Scanning electron micrograph showing in vivo biofilm formation in a Candida albicans zap1Δ/zap1Δ mutant. Image courtesy of J. Nett and D. Andes, University of Wisconsin, USA.

Although the biochemical composition of the matrix of the biofilms that are formed by the opportunistic fungal pathogen Candida albicans is well understood, we know little about the regulation of matrix production. Results recently published in PLoS Biology by Clarissa Nobile and colleagues have now provided the first mechanistic insights into this crucial process.

“Zap1 was confirmed to be a negative regulator of matrix production in an in vivo model of biofilm formation.”

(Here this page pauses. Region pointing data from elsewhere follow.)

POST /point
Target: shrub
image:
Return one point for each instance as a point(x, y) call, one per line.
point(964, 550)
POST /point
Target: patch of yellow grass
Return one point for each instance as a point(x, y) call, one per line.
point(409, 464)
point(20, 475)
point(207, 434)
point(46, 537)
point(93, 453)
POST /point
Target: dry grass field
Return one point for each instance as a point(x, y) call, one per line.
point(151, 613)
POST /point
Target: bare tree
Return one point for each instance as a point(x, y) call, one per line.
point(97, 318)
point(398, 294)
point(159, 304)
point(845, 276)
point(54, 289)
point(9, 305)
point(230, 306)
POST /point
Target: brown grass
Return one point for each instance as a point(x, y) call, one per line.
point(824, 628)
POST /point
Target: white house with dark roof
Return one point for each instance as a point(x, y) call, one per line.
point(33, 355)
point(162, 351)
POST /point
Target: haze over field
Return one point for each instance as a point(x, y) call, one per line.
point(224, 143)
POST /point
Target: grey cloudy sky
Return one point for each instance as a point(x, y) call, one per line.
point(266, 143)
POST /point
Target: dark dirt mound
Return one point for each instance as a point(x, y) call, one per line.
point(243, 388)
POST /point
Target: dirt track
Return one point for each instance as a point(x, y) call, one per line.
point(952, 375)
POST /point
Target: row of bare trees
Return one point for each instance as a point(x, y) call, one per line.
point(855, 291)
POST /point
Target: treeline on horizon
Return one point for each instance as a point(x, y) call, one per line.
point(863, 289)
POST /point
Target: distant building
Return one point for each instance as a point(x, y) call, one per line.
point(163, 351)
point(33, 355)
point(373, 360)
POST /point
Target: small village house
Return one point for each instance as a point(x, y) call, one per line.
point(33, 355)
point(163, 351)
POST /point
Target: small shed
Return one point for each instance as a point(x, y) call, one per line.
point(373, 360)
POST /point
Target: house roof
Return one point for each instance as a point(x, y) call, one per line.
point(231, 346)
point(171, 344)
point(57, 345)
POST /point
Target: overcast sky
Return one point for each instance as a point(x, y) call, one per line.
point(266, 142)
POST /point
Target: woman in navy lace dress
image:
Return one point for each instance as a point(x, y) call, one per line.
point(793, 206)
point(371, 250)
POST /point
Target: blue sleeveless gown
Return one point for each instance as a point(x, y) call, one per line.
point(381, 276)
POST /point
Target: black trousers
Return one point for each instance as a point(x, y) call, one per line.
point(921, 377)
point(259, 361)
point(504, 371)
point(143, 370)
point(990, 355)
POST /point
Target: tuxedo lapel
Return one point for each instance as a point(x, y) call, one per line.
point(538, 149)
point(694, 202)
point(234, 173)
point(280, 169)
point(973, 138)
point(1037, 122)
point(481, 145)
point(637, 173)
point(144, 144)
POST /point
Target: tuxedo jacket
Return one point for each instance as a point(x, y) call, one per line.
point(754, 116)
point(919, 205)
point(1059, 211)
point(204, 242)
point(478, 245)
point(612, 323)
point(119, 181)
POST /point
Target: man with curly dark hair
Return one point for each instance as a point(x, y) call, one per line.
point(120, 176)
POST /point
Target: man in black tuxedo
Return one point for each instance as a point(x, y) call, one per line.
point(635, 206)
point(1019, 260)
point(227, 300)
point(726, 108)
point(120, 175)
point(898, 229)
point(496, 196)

Biofilms are dynamic, often structurally complex communities of surface-adhering microorganisms that are embedded within an extracellular polymeric matrix. Fungal biofilms cause a particular clinical problem, as they are a source of infections on indwelling medical devices such as catheters. In general, biofilm matrices, which provide crucial architectural support and protection for the microbial communities that they surround, are composed of extracellular polysaccharides. The production of the matrix is a key factor in biofilm growth and development, yet little is known about its regulation in C. albicans.

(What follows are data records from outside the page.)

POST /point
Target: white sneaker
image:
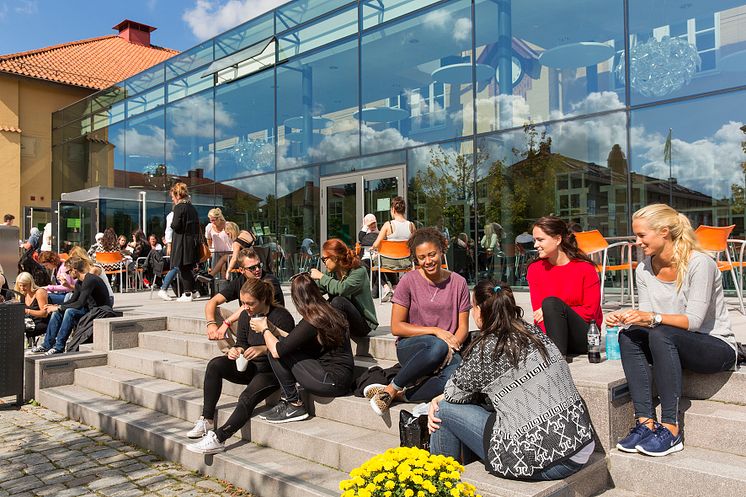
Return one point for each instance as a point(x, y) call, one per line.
point(201, 427)
point(185, 297)
point(208, 445)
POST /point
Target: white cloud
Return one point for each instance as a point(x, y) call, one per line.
point(193, 117)
point(27, 7)
point(208, 18)
point(462, 29)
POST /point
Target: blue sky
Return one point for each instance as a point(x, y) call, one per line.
point(30, 24)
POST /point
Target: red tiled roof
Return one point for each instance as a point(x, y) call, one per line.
point(12, 129)
point(95, 63)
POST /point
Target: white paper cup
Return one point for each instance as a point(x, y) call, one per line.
point(242, 363)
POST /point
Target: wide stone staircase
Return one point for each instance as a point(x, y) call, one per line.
point(142, 378)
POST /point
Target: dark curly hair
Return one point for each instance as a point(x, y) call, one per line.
point(427, 235)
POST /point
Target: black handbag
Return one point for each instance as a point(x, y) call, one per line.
point(413, 430)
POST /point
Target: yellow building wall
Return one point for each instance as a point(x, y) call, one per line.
point(26, 158)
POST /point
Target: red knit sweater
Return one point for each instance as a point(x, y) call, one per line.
point(576, 283)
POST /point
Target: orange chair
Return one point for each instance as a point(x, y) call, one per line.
point(115, 263)
point(389, 248)
point(714, 240)
point(593, 243)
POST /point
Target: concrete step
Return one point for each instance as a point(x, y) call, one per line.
point(729, 387)
point(190, 370)
point(264, 470)
point(714, 425)
point(693, 472)
point(325, 441)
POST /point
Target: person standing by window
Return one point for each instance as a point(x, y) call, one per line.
point(186, 239)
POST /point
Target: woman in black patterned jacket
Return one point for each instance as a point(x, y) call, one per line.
point(512, 402)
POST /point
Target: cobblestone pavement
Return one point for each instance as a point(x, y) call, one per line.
point(45, 454)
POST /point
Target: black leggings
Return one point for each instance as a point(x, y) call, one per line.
point(187, 278)
point(568, 331)
point(659, 354)
point(358, 324)
point(309, 372)
point(261, 384)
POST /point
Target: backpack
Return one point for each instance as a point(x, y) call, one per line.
point(29, 265)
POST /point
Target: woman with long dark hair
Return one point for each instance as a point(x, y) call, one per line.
point(316, 353)
point(430, 318)
point(538, 427)
point(348, 286)
point(564, 286)
point(257, 297)
point(682, 323)
point(185, 250)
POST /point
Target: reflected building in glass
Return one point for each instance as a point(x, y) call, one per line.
point(299, 122)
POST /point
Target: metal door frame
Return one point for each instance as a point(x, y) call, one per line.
point(359, 178)
point(56, 219)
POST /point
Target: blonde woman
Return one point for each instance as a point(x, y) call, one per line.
point(682, 322)
point(240, 239)
point(35, 300)
point(215, 234)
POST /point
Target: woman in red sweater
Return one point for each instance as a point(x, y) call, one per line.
point(565, 289)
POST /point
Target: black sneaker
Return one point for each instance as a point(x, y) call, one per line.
point(286, 412)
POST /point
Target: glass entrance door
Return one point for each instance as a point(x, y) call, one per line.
point(346, 198)
point(74, 223)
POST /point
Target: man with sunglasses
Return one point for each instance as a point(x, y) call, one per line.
point(249, 266)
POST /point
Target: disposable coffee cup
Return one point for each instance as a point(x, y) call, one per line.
point(242, 363)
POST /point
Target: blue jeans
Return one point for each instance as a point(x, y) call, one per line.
point(419, 357)
point(60, 326)
point(169, 277)
point(461, 433)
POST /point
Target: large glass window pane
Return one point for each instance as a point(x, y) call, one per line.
point(317, 99)
point(245, 124)
point(685, 48)
point(558, 56)
point(190, 135)
point(424, 92)
point(298, 202)
point(144, 141)
point(320, 33)
point(703, 171)
point(441, 193)
point(245, 35)
point(106, 159)
point(376, 12)
point(576, 170)
point(294, 13)
point(190, 60)
point(250, 203)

In the course of screening a C. albicans gene insertion library for defects in biofilm formation, Nobile et al. noticed that the biofilms formed by mutants with an insertion in the gene encoding the zinc-responsive transcription factor Zap1 had an unusual, glistening appearance. A more detailed look at biofilms lacking Zap1 (zap1Δ/zap1Δ) revealed an accumulation of soluble β-1,3 glucan, the main constituent of the C. albicans biofilm matrix. Zap1 was confirmed to be a negative regulator of matrix production in an in vivo model of biofilm formation.

The finer connections between Zap1 and matrix production were then probed using expression microarrays and genome-wide chromatin immunoprecipitation analysis of biofilm cells to identify Zap1 target genes. The expression of genes from many different classes was shown to be affected, either positively or negatively, by deletion of Zap1, and the authors homed in on a few selected putative activators and inhibitors of matrix production. Using promoter fusions and the rat catheter infection model to assess gene function in biofilms in vivo, two matrix inhibitors, the alcohol dehydrogenases Csh1 and Ifd6, and three matrix activators, the glucoamylases Gca1 and Gca2 and another alcohol dehydrogenase, Adh5, were confirmed as members of the Zap1 regulon.

The authors went on to speculate about the specific roles of these proteins. The glucoamylases Gca1 and Gca2 are likely to promote matrix production directly, by stimulating the hydrolysis of insoluble β-1,3 glucan. In fungi, acyl and aryl alcohols are known to function as quorum sensing signals, and the authors finish by proposing that the alcohol dehydrogenases Csh1, Ifd6 and Adh5 generate quorum sensing signals that influence the production of the biofilm matrix. Further work will be required to confirm this intriguing suggestion.